Memasuki tahun 1977, generasi kedua perusahaan, Jogi Hendra Atmadja, membuka
pabrik biskuit skala besar pertama milik perusahaan di Tangerang, Banten, dan secara
resmi mendirikan PT Mayora Indah. Dan sejak saat itu perusahaan terus
berekspansi dengan menciptakan produk-produk baru di bidang makanan dan minuman
ringan, yang rata-rata sukses di pasaran dan memiliki power of brand yang
kuat. Sebut saja Biskuit Roma, Kopiko, hingga Le Minerale. Hingga pada hari
ini, Grup Mayora adalah produsen dan pemilik merk dari Biskuit Roma, Permen Kopiko,
wafer Beng Beng, coklat Choki-Choki, Kopi Torabika, Energen Cereal, Wafer Stik
Astor, Biskuit Better, Danisa Butter Cookies, air minum Le Minerale, Migelas,
Bakmi Mewah, Permen Kis, Super Bubur, hingga Teh Pucuk Harum. Secara total,
Grup Mayora memegang tak kurang dari 50 merk biskuit, minuman, permen, wafer
& coklat, makanan instan, kopi, dan sereal, dimana banyak dari merk-merk tersebut
yang baru dikembangkan dalam beberapa tahun terakhir. Contohnya air minum Le
Minerale, yang saat ini sudah merupakan salah satu penantang serius Aqua di
pasar air minum dalam kemasan (AMDK) di Indonesia, itu baru mulai dikembangkan pada
tahun 2015 lalu.
Melihat kerja keras manajemen
yang senantiasa terus menciptakan dan mengembangkan produk-produk dan merk baru
(dan rata-rata sukses), sedangkan kinerja MYOR itu sendiri cukup konsisten tumbuh
terus dalam 5 – 10 tahun terakhir, maka sahamnya tentu menjadi sangat menarik untuk
investasi jangka panjang. Namun demikian ada satu hal yang perlu dicatat: Tidak
semua merk produk milik Grup Mayora ditempatkan dibawah MYOR. Yep, jadi
pertama-tama perlu diketahui bahwa PT Mayora Indah, Tbk barulah satu dari sejumlah
anak usaha milik Grup Mayora, dimana Keluarga Atmadja masih punya beberapa
perusahaan lainnya diluar MYOR. Salah satunya PT Tirta Fresindo Jaya, yang merupakan
pemilik merk air minum Le Minerale dan Teh Pucuk Harum diatas. Kalau anda
googling, beberapa sumber menyebutkan bahwa PT Tirta ini adalah anak usaha dari
MYOR, tapi itu tidak benar. Yang benar adalah, PT Tirta merupakan sister
company dari MYOR, alias dua perusahaan yang sepenuhnya berbeda dan terpisah, namun dimiliki oleh pemegang saham
pengendali yang sama, dalam hal ini Grup Mayora/Keluarga Atmadja.

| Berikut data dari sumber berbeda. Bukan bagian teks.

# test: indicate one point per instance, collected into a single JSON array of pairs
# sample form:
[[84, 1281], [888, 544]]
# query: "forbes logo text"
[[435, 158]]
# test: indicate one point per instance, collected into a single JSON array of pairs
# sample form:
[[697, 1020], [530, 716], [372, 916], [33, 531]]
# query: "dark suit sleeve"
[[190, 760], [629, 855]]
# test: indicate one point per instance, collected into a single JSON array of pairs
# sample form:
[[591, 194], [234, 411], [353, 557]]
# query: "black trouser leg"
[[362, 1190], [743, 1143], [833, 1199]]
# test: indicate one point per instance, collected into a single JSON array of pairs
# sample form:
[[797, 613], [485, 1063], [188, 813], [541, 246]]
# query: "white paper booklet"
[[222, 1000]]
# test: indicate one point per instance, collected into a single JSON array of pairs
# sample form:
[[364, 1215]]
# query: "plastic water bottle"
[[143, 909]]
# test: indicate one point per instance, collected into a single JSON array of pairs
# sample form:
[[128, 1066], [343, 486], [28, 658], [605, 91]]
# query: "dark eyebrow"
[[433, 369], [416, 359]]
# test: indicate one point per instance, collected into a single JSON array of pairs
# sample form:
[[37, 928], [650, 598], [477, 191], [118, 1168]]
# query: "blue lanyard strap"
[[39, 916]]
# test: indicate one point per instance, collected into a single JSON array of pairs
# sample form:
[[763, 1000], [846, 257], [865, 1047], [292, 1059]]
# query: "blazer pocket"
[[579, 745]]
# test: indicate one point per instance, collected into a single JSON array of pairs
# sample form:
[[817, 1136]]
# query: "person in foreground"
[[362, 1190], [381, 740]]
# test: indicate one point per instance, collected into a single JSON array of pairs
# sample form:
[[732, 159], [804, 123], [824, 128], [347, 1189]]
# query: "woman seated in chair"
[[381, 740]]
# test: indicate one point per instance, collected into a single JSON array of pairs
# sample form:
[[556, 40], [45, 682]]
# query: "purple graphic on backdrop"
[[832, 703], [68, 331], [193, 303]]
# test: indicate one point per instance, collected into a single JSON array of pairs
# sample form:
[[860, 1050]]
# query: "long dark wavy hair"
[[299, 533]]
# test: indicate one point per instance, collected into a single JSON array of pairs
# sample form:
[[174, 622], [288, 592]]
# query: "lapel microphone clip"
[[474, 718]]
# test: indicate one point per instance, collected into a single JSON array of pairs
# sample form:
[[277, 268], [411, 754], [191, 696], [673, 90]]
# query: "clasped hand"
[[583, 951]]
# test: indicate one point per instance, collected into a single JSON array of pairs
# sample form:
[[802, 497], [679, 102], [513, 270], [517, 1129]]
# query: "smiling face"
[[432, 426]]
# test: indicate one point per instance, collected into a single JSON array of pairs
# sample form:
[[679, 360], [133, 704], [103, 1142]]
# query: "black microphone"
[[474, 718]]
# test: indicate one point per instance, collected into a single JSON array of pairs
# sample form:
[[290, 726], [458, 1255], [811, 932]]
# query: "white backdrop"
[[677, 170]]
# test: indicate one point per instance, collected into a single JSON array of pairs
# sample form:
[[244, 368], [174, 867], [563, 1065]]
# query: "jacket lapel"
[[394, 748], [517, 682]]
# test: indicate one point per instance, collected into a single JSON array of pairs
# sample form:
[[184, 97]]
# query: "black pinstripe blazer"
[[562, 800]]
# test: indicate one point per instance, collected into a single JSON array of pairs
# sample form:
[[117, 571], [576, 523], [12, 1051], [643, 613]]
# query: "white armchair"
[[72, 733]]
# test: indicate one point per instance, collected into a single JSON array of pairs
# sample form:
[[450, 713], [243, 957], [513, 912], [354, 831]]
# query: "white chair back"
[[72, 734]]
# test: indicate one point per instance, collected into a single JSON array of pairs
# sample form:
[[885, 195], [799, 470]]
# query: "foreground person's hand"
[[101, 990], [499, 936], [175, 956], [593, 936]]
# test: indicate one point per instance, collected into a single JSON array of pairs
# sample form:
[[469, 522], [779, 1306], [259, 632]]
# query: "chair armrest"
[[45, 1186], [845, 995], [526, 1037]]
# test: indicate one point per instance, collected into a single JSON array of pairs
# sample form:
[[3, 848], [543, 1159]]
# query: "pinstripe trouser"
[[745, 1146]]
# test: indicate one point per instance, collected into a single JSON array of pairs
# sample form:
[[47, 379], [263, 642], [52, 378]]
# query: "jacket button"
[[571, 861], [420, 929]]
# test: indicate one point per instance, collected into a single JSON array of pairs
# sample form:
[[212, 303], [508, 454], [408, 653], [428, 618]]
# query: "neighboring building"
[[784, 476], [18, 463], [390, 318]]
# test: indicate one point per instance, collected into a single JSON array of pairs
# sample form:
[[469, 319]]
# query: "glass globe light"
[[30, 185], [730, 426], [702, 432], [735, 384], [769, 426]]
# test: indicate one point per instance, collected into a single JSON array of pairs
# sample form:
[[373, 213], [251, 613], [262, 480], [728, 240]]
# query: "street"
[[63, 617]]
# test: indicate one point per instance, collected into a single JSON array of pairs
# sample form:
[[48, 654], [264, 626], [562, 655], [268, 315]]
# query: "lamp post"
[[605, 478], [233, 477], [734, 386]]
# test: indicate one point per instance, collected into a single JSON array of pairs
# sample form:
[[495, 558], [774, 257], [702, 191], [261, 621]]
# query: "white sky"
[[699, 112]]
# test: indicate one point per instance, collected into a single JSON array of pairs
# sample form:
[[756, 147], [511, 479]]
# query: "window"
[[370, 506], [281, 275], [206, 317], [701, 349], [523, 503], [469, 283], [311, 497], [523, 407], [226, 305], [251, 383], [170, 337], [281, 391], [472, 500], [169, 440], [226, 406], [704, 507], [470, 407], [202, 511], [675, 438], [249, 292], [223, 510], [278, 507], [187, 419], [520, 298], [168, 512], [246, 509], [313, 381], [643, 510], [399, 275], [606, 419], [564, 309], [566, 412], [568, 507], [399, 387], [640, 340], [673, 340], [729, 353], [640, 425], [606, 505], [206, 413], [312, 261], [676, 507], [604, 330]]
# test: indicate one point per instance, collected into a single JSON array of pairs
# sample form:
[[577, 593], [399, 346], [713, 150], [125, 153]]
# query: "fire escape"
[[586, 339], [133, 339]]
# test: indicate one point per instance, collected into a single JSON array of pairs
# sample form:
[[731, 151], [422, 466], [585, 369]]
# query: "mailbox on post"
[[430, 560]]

Nah, jadi kalau nanti anda melihat
iklan Le Minerale di televisi, maka ingat sekali lagi bahwa meski produk air
minum tersebut dimiliki oleh Grup Mayora, tapi tidak ditempatkan dibawah MYOR.
Lebih jelasnya, berikut adalah daftar merk dagang yang dipegang oleh MYOR.
Perhatikan bahwa ada beberapa merk yang disebutkan diatas, yang tidak tercantum
pada daftarnya. Klik gambar untuk memperbesar.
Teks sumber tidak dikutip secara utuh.